Of these by far the worst are:

  • – Nit-picky, increasing prices;
  • – Constantly trying to up-sell;
  • – Poor, non-toll-free customer service.

So I am in the process of transferring my domain names…  As mentioned, it is not a pleasant experience–being a Go Daddy customer.  I called the other day to try and obtain some answers, see what they would have to say, and make sure I am doing the right thing.  I called with two simple questions:  1)  Why, on my latest domain renewal, did I receive an e-mail quoting a price of $10.69 (plus ICANN fee; no other registrar I could find does this) and then two weeks later another with a price of $7.50 and why are these prices constantly increasing?  And, 2)  With a domain transfer, is it an ICANN rule to add a year to the existing registration?  The representative (Austin), a supervisor (Rob S.), and a kid (no name)—sorry, he sounded about 12 years old—from the “President’s office” refused/could not answer.  None were concerned enough to say ‘I’ll get answers and get back to you’; instead I was told “I really don’t have an explanation for that” and “Our prices fluctuate.”  I finally had to repeat to the person who this was escalate to that if Go Daddy wants to retain my business they must provide a more stable pricing offer.  I was so disgusted—I have never done this in my life—that I finally hung up.  I cannot believe that the person from the president’s office would call me at 10 PM and offer/provide me with nothing.  (Throughout my phone conversations no one accessed my account; I was told to go to and obtain a PIN number; sorry, please don’t instruct me to do this or that…).

I am also stunned that “Robert S.,” the supervisor, would inexplicably put me on hold.  I had to explain to all three Go Daddy representatives that, particularly if your company does not provide toll-free service, you should never put a customer on hold.

Prior to making the call I went to the Go Daddy website to see what renewing one of my domains would cost.  I couldn’t find it.  So I clicked on renew and went through five pages of nonsense add-ons… still no price.  At the end, I had to stop clicking for fear that I would set in motion an undesired renewal.  That’s the problem:  I just don’t trust this company.

From the e-mail I just received from Go Daddy, over Bob Parsons’ name:


Curiosity gets the best of me… so one last call to see what this means.  I’ll do it another time.

IN SUMMARY, this is from the Bob Parsons Go Daddy web page:

“Our mission is simple-to deliver products at very competitive prices and to provide first-class service in the process.

I take pride in the fact that we’re straight shooters. There are no tricks in what we do, just good old-fashioned business principles.”
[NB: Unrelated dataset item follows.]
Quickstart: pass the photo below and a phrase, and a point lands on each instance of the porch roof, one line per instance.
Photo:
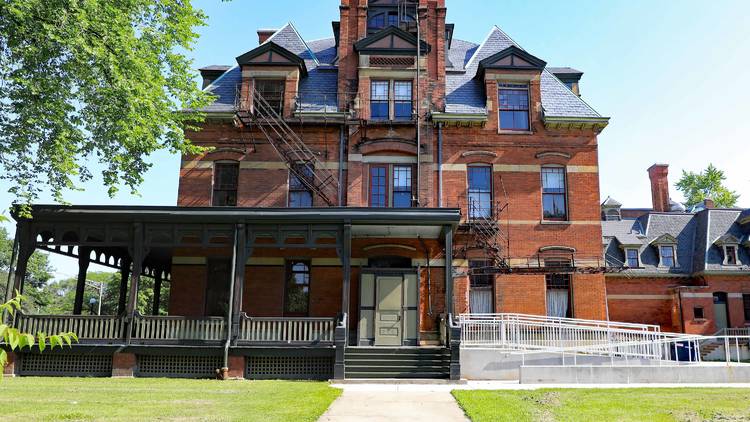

Sorry, Bob, the facts as described here do not support that.

P.S.  I am a marketing research director by trade and training.  My gut tells me Bob Parsons and Go Daddy do not understand it nor do they believe in it.  On Bob’s list—which he sells—of 16 Rules/business principles “Listen to Customers.” is very noticeably missing.  If Go Daddy knew its customers they would know everything included here.